(Granby) The Miner woodlands contain a rich flora and fauna diversity, reveal the inventories established two years ago by teams Granby Zoo accompanied by specialists. Measures will be put in place to ensure their sustainability.
Amphibians, reptiles, mammals, bats, medium and large mammals, birds, trees and plants: all that breathes within the 100 hectares of the Nature Park of the city of Granby was identified. “Our goal was to acquire forested knowledge on how to protect them,” Patrick said Tuesday Paré, Director Conservation and Research at the Granby Zoo, presenting the results of many hours of research. “Woodlands must know before taking action to properly protect and develop them.”
First observation: woodlands are a very diverse community with their 267 different plant and animal species. The discovery of six species of salamanders (stained, dirt track, two-line, blue-spotted, four toes and dark North) on the ten present in Quebec adds to the good news. “Discovering these salamanders, it is the sign of a natural environment healthy,” illustrates the biologist.
The inventories have confirmed the presence of three species of snakes (striped, red-bellied and necklace). No turtles were discovered. The presence of three species of small mammals (large shrew, red-backed voles of Gapper and deer mouse), five bat species (big brown bat, northern, silver, ash and little brown bat) and ten means and large mammals (mink, deer, porcupine American gray squirrel and red, chipmunk, raccoon, skunk striped, red foxes and woodchucks) was confirmed.
The ornithologists Bird Watchers Club of Haute-Yamaska have identified 91 species of birds in the woods Miner, 41 are probably nesting.
144 plant species
The study of the immense Nature Park has determined that 144 species of trees, shrubs and plants grow there. Three large maple stands were delineated, as three large wasteland (grasslands), 40 wetlands (totaling 6.83 hectares), small stands of hemlock and pine forests as well as eight endangered species (wild garlic, fern-to- ostrich and butternut). Botanists have also discovered four invasive species, but they occupy only 0.5 hectares.
All in all, home to 267 species woodlands. Of these, 17 are considered at risk.
The second phase will focus on educating visitors and residents of woodlands that line. Interpretation panels will be installed in the park, a guide to good citizenship practices will be produced, the relevance of certain trails will be studied and bats in dormitories will be installed to help them through the winter. A popular activity is also in the pipeline to allow citizens to experience the night to cross the park.
The presence of dogs in the wooded Miner night wildlife, believes Patrick Paré, conservation and research director at the Granby Zoo.
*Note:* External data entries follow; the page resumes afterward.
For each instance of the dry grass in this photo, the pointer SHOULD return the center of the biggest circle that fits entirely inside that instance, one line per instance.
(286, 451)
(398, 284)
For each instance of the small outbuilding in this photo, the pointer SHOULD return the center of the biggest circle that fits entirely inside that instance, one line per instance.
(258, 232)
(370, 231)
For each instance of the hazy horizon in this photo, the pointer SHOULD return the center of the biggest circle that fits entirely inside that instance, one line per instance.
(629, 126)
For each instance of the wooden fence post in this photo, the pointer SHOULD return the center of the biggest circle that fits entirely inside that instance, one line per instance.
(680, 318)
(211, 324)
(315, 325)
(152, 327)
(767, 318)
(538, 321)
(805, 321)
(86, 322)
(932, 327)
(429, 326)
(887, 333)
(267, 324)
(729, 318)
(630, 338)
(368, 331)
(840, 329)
It is clear, says Mr. Paré, that too many people are walking in the woods with their dog without using a leash. “Dogs are predators. They give off scents that wild animals feel and it stresses them. It is correct that dogs are allowed in the park. We love dogs. But more like when they are on a leash. And not long leash 20 feet, “he says.
Not to mention the problem of excrement that their owners do not pick. “It’s a real problem,” said the biologist.
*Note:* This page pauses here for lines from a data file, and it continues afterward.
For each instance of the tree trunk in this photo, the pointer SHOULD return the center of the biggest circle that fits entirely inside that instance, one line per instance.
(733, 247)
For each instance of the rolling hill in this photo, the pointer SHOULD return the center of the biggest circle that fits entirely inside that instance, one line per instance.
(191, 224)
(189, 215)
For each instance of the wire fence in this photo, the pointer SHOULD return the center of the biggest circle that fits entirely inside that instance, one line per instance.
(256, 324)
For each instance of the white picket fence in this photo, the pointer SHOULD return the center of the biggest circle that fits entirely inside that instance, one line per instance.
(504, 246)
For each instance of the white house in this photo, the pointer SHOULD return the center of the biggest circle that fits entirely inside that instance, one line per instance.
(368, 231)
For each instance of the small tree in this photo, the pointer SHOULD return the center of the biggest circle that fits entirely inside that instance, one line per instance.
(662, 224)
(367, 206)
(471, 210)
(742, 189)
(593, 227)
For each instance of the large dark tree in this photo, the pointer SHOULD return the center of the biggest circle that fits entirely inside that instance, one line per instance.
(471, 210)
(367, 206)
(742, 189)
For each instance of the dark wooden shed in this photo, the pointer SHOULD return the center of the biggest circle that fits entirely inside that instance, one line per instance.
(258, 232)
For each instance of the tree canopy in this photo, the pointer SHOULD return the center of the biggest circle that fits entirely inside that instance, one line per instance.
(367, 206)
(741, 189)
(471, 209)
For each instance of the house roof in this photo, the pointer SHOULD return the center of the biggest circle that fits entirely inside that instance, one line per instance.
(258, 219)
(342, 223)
In the recommendations of conservation and research team of the Zoo will submit to the City later this summer, we will discuss the issues raised by the dogs, said Mr. Paré.
A City’s pilot project allows their presence in the wooded Miner.
The final report of the Zoo also address the issue of stray cats, which are predators to several species of wildlife living there.
Finally, Mr. Pare team will recommend to order some side trails by conducting tree planting. The space for wildlife and flora found in enlarged, has he said. “If we want these animals are good, we must limit our presence,” said Patrick Paré.